If implemented, the new rules and regulations will “require significantly more permitting and operational expenses for companies drilling and completing oil and gas wells on federal lands,” says the economic firm John Dunham & Associates. The analysis estimates these new regulations could lead to nearly $1.3 billion in expenses dealing with new well permits and $273 million per year in costs dealing with workover for existing wells.
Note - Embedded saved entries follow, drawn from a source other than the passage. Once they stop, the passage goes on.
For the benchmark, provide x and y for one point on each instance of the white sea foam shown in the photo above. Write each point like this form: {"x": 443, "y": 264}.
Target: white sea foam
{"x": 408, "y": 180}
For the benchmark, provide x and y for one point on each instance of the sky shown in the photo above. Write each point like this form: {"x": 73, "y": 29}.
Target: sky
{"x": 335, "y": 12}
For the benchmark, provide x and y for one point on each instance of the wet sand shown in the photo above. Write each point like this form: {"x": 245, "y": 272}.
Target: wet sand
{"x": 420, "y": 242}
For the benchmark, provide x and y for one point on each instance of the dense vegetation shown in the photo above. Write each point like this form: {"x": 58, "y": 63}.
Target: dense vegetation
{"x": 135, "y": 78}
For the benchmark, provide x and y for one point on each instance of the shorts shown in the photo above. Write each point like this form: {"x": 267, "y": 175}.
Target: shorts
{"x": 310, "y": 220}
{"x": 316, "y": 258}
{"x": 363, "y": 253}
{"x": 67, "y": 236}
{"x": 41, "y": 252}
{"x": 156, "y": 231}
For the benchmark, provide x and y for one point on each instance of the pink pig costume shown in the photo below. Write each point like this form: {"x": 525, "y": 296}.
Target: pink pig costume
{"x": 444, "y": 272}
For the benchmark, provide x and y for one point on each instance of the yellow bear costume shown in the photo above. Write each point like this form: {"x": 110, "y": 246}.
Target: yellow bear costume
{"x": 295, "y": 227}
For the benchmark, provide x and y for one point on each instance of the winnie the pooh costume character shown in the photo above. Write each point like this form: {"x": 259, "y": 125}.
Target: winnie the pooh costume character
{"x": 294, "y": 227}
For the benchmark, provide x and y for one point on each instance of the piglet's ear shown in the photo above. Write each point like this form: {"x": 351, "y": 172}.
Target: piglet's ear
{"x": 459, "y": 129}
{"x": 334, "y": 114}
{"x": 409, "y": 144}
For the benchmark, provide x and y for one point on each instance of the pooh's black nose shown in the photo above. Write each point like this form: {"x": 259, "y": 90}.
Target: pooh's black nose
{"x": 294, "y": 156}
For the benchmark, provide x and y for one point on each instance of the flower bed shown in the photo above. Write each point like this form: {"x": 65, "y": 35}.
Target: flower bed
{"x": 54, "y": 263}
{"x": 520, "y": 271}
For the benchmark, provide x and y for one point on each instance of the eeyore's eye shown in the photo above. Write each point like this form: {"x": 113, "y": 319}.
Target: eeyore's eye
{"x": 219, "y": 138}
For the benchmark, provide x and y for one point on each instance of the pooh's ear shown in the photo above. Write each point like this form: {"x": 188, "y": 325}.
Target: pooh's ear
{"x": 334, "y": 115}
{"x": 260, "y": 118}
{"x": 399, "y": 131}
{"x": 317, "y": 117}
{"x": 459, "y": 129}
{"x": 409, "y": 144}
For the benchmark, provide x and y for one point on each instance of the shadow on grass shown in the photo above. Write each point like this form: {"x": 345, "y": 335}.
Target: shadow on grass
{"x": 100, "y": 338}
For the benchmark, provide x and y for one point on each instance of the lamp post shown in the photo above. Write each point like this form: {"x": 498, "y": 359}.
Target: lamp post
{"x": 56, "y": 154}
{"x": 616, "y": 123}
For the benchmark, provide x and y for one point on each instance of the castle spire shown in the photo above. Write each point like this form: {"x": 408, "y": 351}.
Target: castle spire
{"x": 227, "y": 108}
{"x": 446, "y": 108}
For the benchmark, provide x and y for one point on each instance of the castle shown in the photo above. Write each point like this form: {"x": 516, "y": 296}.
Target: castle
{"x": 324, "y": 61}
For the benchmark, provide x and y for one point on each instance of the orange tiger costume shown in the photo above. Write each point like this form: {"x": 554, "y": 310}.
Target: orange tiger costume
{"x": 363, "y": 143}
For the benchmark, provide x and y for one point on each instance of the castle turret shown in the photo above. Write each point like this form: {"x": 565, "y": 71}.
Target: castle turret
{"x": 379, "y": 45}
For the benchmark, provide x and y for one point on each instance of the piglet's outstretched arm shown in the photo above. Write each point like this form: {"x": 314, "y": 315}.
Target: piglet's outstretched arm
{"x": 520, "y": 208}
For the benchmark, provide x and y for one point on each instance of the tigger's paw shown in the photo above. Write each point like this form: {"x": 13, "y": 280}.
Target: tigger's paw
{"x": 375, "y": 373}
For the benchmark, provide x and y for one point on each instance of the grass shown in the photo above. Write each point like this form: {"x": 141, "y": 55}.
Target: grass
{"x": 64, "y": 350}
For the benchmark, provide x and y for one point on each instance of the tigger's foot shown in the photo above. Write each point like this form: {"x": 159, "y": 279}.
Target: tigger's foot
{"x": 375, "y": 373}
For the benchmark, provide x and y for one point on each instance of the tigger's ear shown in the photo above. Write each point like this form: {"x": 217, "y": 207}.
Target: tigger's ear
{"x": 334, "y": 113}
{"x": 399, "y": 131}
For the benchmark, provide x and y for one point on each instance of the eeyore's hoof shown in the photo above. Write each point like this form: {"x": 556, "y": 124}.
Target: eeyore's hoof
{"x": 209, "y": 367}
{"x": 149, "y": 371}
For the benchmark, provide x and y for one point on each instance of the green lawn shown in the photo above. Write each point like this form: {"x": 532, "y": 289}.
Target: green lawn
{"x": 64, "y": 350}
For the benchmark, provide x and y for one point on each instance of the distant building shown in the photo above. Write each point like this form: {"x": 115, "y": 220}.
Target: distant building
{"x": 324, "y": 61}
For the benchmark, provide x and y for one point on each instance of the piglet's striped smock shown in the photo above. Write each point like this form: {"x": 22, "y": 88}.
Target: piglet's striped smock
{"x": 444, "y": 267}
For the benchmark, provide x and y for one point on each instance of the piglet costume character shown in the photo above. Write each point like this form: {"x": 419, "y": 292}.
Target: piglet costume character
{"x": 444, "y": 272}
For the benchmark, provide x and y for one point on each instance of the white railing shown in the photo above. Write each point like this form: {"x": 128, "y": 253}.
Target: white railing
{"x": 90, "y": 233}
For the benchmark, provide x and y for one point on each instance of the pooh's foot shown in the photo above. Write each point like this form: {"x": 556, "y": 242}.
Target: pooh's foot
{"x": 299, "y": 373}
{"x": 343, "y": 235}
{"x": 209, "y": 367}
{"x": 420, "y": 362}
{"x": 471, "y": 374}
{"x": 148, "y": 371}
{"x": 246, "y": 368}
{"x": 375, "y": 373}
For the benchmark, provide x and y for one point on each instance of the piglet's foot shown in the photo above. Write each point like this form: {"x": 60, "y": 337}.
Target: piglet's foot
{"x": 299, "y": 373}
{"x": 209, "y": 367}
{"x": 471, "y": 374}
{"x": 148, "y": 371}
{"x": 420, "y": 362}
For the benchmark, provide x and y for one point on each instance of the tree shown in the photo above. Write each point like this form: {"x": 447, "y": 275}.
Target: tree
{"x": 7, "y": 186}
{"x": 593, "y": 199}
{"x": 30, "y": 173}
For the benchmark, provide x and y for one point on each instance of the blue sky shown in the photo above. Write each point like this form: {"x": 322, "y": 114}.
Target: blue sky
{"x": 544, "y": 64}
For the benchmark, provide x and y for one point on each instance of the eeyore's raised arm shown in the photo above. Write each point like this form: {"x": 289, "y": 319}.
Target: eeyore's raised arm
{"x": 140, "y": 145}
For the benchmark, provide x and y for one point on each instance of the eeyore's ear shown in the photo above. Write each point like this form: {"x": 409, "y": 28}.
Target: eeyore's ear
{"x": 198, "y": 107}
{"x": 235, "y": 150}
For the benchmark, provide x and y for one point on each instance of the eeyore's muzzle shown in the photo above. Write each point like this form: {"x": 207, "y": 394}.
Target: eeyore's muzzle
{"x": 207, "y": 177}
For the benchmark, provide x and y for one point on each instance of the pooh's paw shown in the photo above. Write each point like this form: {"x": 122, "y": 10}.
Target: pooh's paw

Fracking is largely criticized by by environmentalists who believe the process contaminates groundwater and also causes earthquakes, as it involves injecting water, sand and chemicals underground to fracture rock and release trapped natural gas and oil. The new regulations would require companies to “publicly disclose the chemicals used in hydraulic fracturing operations on public and Indian lands, with appropriate protections for proprietary information,” according to the Interior Department. This requirement is to keep the public more aware of what is going on around them, something that many shale-related companies often keep “hush-hush.”
Kathleen Sgamma, vice president of government and public affairs for the alliance does not agree with proposed new regulations. “States have been successfully regulating [fracking] for generations, including on federal lands with no incident of contamination that would necessitate redundant federal regulation,” says Sgamma. “BLM’s proposed [fracking] rule would impose a huge cost on society by diverting $1.6 billion annually away from investment in job creation into redundant regulation,” she added.
While it might not hurt to keep the government and general public “in the know,” there should be a cheaper way of going about this. It will be interesting to see whether or not the regulations pass and, if so, how it will benefit the industry and society as a whole. Although these drilling companies bring in a constant large flow of money on a daily basis, $1.5 billion is nothing to sneeze at. At the same time, more regulation of fracking might mean fewer accidents, short-term and long-term.